Wie in zahlreichen empirischen Längsschnittstudien nachgewiesen wurde, werden die genannten Bindungsvarianten im Wesentlichen bereits in den ersten 12 Lebensmonaten ausgebildet und haben konstitutiven Charakter für die weitere Entwicklungen des Kindes. Nach Bowlby ist das Bindungsverhaltenssystem ein Produkt der phylogenetischen Entwicklung, d.h., jedes neugeborene Kind besitzt genetisch vermittelte Voraussetzungen zum Aufbau einer Bindung wie z.B. Weinen oder Anklammern (vgl. Spangler, S. 178ff.).

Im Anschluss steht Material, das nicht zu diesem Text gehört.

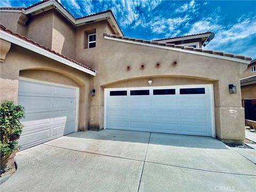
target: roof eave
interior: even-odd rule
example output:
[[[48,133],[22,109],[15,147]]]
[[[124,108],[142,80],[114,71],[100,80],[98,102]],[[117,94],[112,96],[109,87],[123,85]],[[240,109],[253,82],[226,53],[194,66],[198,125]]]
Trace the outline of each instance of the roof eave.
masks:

Etwa ab dem 6. Monat sucht der Säugling als Krabbelkind Informationen durch fragendes Schauen und Vokalisieren bei seiner Bindungsperson und behält ihren Verbleib im Gedächtnis, um sie in Not schnell rufen oder zu ihr krabbeln zu können. Bowlby nennt diese Phase die "ziel-korrigierte Phase", und erst zu diesem Zeitpunkt kann man von einer Bindung des Kindes an wenige Bindungspersonen ausgehen. Die Bindungsperson wird zum "Zentrum der Welt".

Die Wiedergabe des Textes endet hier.